* Background is here. Let’s take a look at the new IDOT plan…
Acting IDOT Secretary Omer Osman, a Pritzker appointee, said slightly more than $9 billion of the $23.5 billion that will be spent from fiscal years 2020-2025 will come from the federal government, about 39 percent of the total funding. He said the passage of the so-called horizontal infrastructure bill — dealing with roads and bridges rather than buildings —this May upped the state’s contribution to the multi-year plan from 12 percent to 58 percent.
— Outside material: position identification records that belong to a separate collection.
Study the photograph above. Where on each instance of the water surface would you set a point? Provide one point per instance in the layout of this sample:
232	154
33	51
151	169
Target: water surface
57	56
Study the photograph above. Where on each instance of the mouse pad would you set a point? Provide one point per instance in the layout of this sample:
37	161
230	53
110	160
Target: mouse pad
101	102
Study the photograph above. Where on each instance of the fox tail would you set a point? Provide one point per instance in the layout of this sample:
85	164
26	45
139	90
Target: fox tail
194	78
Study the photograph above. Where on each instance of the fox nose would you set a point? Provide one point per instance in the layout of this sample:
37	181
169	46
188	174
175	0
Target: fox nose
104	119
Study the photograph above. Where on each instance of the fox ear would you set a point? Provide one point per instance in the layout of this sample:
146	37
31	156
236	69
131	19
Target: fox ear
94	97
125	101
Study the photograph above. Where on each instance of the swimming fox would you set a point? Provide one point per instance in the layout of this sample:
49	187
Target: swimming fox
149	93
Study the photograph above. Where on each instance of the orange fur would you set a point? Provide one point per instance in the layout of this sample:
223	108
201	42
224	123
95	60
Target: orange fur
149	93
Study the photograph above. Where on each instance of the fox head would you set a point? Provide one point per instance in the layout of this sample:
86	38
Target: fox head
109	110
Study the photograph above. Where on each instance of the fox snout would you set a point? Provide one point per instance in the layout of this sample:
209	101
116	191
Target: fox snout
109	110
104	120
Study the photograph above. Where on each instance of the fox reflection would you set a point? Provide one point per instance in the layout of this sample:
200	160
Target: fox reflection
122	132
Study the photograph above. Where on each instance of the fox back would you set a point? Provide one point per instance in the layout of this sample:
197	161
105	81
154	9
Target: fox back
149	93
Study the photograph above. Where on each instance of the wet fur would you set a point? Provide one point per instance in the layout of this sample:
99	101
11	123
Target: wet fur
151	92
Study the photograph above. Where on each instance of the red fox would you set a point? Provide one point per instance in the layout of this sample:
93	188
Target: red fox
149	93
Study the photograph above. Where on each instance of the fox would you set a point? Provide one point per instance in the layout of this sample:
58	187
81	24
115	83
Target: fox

The money will go toward maintaining 4,212 miles of roadways and 9.2 million square feet of bridges, according to the governor’s office. The projects on the list were identified “based on the principles of asset management” to “maximize system performance and minimize lifecycle costs.” […]
According to the governor’s office, 75 percent of the funds are allocated to reconstructing and preserving roadways and bridges, while 16 percent is dedicated “to strategically expanding the system in areas where data have shown the investment will be highly effective.” The rest will go to “necessary traffic and safety improvements.”
In total, $7.58 billion will go toward roadway reconstruction and preservation, $4.99 billion to bridge replacements and repairs, $1.59 billion to “safety and system modernizations,” $3.08 billion to strategic expansion of the system and $2.11 billion for system support such as engineering and land acquisition, according to the governor’s office.
Republican Sen. Don DeWitte, of St. Charles, said for years state leaders have allowed “critical infrastructure to crumble.”
“This capital plan is going to do exactly what its name promises to do — it will rebuild Illinois,” DeWitte said.
The infrastructure spending plan is being fueled in part by gas and cigarette tax hikes, as well as increased license plate fees. The motor fuel tax doubled to 38 cents per gallon and will be indexed to future inflation increases. Municipalities in Cook County were authorized to levy a separate 3-cents-per-gallon motor fuel tax, while the collar counties were permitted to raise their taxes on motor fuel up to 8 cents per gallon.
Rather than using a “worst-first” approach, the plan aims to “determine interim repairs to extend the life cycles of the state’s key roads and bridges.” Among the factors IDOT used in evaluating the projects to be included in the plan are pavement condition, crash history, average daily traffic and bridge condition.
“There is no acceptance in anyway whatsoever, in fact a full-throated rejection by my administration, by this IDOT, of any of the deception, the corruption that has been uncovered or has yet to be uncovered,” Pritzker said. “We are being extremely focused and careful to make sure that every dollar that gets spent in this capital plan is done completely above board and done the right way and with taxpayers in mind. Every bit of this is receiving an extra focus, an extra lens, to make sure it is done above board and everything is on the up and up.”
Comptroller Susana Mendoza attended the news conference and said her office “will aim to break out as many of these payments as possible so that we can confirm that normal state spending is occurring.”
Acting Transportation Secretary Omer Osman said the road plan is twice the size it would have been without the new capital plan passed last spring. The plan covers $23.5 billion of spending on road, bridges and other transportation projects over a six-year period. The total includes federal matching funds, but Osmon said the state will now be picking up a larger part of a project’s cost.
“That will give us the flexibility of matching any federal fund,” he said.
* Center Square…
Pritzker said the state is also using a federal Transportation Asset Management Plan standard.
“Many other states have been working toward that standard, we are for the first time working toward that standard,” Pritzker said. “What does that mean? It means we’re saving a lot of money for taxpayers as we’re focusing on our roads and bridges.”
The U.S. Department of Transportation said TAMP is “a strategic and systematic process of operating, maintaining, and improving physical assets, with a focus on engineering and economic analysis based upon quality information, to identify a structured sequence of maintenance, preservation, repair, rehabilitation, and replacement actions that will achieve and sustain a desired state of good repair over the lifecycle of the assets at minimum practicable cost.”
Illinois’ TAMP was accepted by the federal government in August.
* WICS TV…
Sangamon County will see seven projects, including adding new lanes on interstates, bridge replacements and a new pedestrian overpass. […]
“I wasn’t excited about the 19 cents, I was hoping for a little bit less than that,” Rep. Mike Murphy, R-Springfield, said. “But we have neglected the roads and bridges for so many years, something like this had to be done and I really do think it’s going to be a game changer for the state of Illinois.”